En gran manera me gozaré en Jehová, mi alma se alegrará en mi Dios, porque me vistió con vestiduras de salvación, me rodeó de manto de justicia.
Isaías 61:10.
Había un programa de televisión, hace años, que se titulaba “El precio justo” y consistía en averiguar el valor exacto de un producto. Además de una forma subliminal de promocionar artículos o explícita de instalar un estilo de vida consumista, reflejaba esa obsesión humana por pagar exactamente lo que vale algo.
Nos molesta sobremanera cuando pagamos algo de más (no siempre reaccionamos de la misma forma cuando pagamos de menos), y nos parece sumamente injusto. Cuántas veces hemos escuchado: “¿Cómo es posible que tenga este precio? No pienso comprarlo, no vale eso”.
O “¡Ha sido un ofertón! Me ha costado mucho menos de lo que valía”. De ahí que se haya puesto de moda eso de “los precios ajustados” porque, en momentos de crisis, se intentan ceñir (nunca mejor dicho) a la realidad.
En lo moral nos pasa lo mismo.
Pensamos que alguien debe recibir exactamente lo que ha cosechado. Nos molesta cuando observamos que una persona ha tenido una conducta inadecuada y le va bien en la vida.
Nos molesta y lo consideramos injusto, porque pensamos que ese no es el precio que debiera pagar. La Biblia, sin embargo, no presenta así las cosas. El precio justo por nuestros pecados sería la muerte, la muerte de todos y cada uno de nosotros.

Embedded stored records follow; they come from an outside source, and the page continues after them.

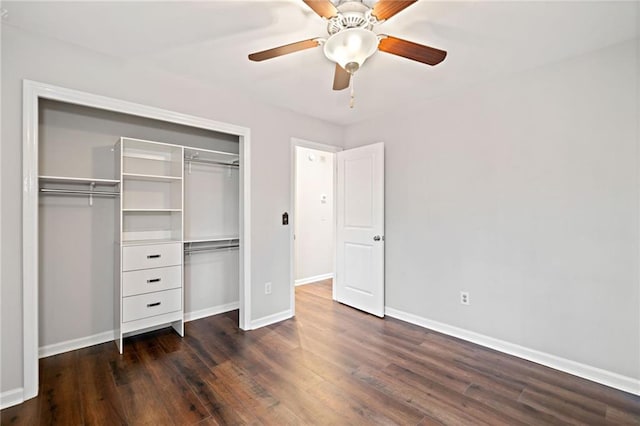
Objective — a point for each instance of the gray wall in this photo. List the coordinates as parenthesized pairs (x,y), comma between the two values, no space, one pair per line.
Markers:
(28,56)
(523,192)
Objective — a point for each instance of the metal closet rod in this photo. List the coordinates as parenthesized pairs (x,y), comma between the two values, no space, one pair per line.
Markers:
(79,192)
(195,250)
(222,163)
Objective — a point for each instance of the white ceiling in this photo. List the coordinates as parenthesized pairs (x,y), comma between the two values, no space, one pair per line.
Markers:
(209,42)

Desnudos ante Dios no somos nada, criaturas despistadas que insisten en hacer las cosas de forma irregular. Lo legal, estrictamente legal, es que muriésemos, pero Dios, sin incumplir la Ley, va más allá de su estructura formal. Dios decide pagar el precio justo porque la justicia divina siempre se abraza con su misericordia. Y, en la Cruz, ese abrazo toma connotaciones históricas.
¿Cuánto cuesta un vestido de salvación? Muchísimo: la vida y la muerte de Jesús. ¿Cuánto, un abrigo de justicia? Otro tanto. Un precio muy alto, que podría parecer una mala inversión cuando se nos mira a nosotros. Pero Dios no ve las cosas así. A él le gusta vernos vestidos, prefiere el blanco por eso de la pureza, y bien abrigados, por eso de cuidarnos.
Es curioso, a Isaías le pasa como a un joven con ropa nueva y de marca, se siente sumamente feliz porque ese vestido y ese abrigo le sientan bien.
Lo cierto es que a todos nos sientan bien los vestidos de salvación porque realzan nuestro porte como hijos de Dios, porque resaltan la elegancia de nuestros modos y costumbres, porque están hechos a medida y son tan calentitos. Y, lo mejor de todo, gratis.